Tsampa is also used in making forms of cakes for use as gifts to visitors and relatives in Tibet. Tsampa, with its religious connotations and uses, is considered to be a treasured gift to both give and receive and is often donated to a birthday celebrant as part of the celebrations of life.
Tsampa in Tibetan Medicine
The flour is also widely believed to have some medicinal properties, though this has never been proven in a proper laboratory. Commonly applied to the teeth and gums, the flour is believed to help give relief from a toothache, and can be used as a massage compound to help aching necks or headaches. And all Tibetans know of its properties as a quick energy boost for the elderly and those on long journeys. Tsampa flour is probably the most diverse and profound food on the entire plateau.
How to Make Tibetan Tsampa
The ultimate in soul-food for Tibetans, making Tibetan tsampa can be done by yourself, or it can be done as a family. And everyone in Tibet is an expert at rolling out the balls of tsampa for eating in the household. Normally, the main ingredient is the barley flour, though in some regions of Tibet people can add things like chura – a sharp dry cheese – to the mix along with some yak butter (which actually should be called “dri butter”, since only the female can produce the milk it is made from).
Sweeteners such as brown sugar can be added before you introduce the famous Tibetan tea to the bowl of flour.
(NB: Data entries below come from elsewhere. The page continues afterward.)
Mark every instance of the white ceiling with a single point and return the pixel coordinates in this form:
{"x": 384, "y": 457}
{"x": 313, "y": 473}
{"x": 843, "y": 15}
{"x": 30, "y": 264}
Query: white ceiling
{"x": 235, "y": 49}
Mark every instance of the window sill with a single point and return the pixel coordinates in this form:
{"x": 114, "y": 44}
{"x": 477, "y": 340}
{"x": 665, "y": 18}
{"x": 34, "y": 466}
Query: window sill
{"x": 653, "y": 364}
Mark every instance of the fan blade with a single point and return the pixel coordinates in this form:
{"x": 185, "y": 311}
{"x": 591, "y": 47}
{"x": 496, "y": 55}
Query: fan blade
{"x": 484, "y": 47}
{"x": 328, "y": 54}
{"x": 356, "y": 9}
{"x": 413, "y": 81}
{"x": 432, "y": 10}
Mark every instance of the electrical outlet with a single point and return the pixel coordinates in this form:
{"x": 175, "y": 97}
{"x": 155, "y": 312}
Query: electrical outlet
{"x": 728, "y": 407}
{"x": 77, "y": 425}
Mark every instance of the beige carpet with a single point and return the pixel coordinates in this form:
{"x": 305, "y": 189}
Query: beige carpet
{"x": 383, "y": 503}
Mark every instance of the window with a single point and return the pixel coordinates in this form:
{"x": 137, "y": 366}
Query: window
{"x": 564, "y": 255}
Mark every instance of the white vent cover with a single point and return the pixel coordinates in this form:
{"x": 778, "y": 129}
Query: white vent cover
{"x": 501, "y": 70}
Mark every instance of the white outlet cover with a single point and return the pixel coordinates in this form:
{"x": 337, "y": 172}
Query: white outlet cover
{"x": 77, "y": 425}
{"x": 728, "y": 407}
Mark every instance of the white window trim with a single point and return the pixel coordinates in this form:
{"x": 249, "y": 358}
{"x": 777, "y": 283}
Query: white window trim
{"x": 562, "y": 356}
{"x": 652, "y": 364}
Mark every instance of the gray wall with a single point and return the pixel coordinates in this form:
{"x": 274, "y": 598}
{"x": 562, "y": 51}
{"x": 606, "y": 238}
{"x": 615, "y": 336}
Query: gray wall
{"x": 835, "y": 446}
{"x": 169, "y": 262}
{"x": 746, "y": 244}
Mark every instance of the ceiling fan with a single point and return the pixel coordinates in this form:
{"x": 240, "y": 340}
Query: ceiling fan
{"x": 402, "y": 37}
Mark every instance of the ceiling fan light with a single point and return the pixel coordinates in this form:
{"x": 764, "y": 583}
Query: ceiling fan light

The type of tea is really based on the region, and Tibetans will use milk tea, butter tea, or black tea, depending on where they are from. If you are making tsampa as a family, then the bowls are pre-prepared by the woman of the house and handed out in order of age, oldest to youngest of the males, then oldest to youngest of the females.
The trick to making good Tibetan tsampa is to not over-knead the dough. The flour and tea are mixed with your index finger, poking a hole in the edge of the flour first and then gently mixing in the water. In a form of delicate finger-dance around the bowl, the flour and tea are gently folded in together until the ingredients form a neat ball in your hand. The trick to good tsampa is getting the right proportions of tea to barley flour, as well as the deftness of the fingers in mixing the two together.
In Tibet, tsampa is as easy to make as a cup of instant coffee in the west, and you rarely even have to boil the kettle first. Most homes in Tibet have hot tea on the go all day long, so it is simple and easy to whip up a quick batch of tsampa when visitors stop by. A massive part of the Tibetan culture, this unique food has had a part in the entire history of Tibet since its earliest beginnings in the Yarlung Tsangpo Valley in Lhoka.
Tibetan Tsampa is actually so ingrained into the ancient lore of Tibet, it has a place in almost every part of the typical Tibetan culture. And if there is anything that reflects the culture and roots of Tibet so profoundly, it is Tsampa. It is even the name of a popular typeface in Tibet these days. Quite a transition into the 21st century for an 8,000-year-old cereal.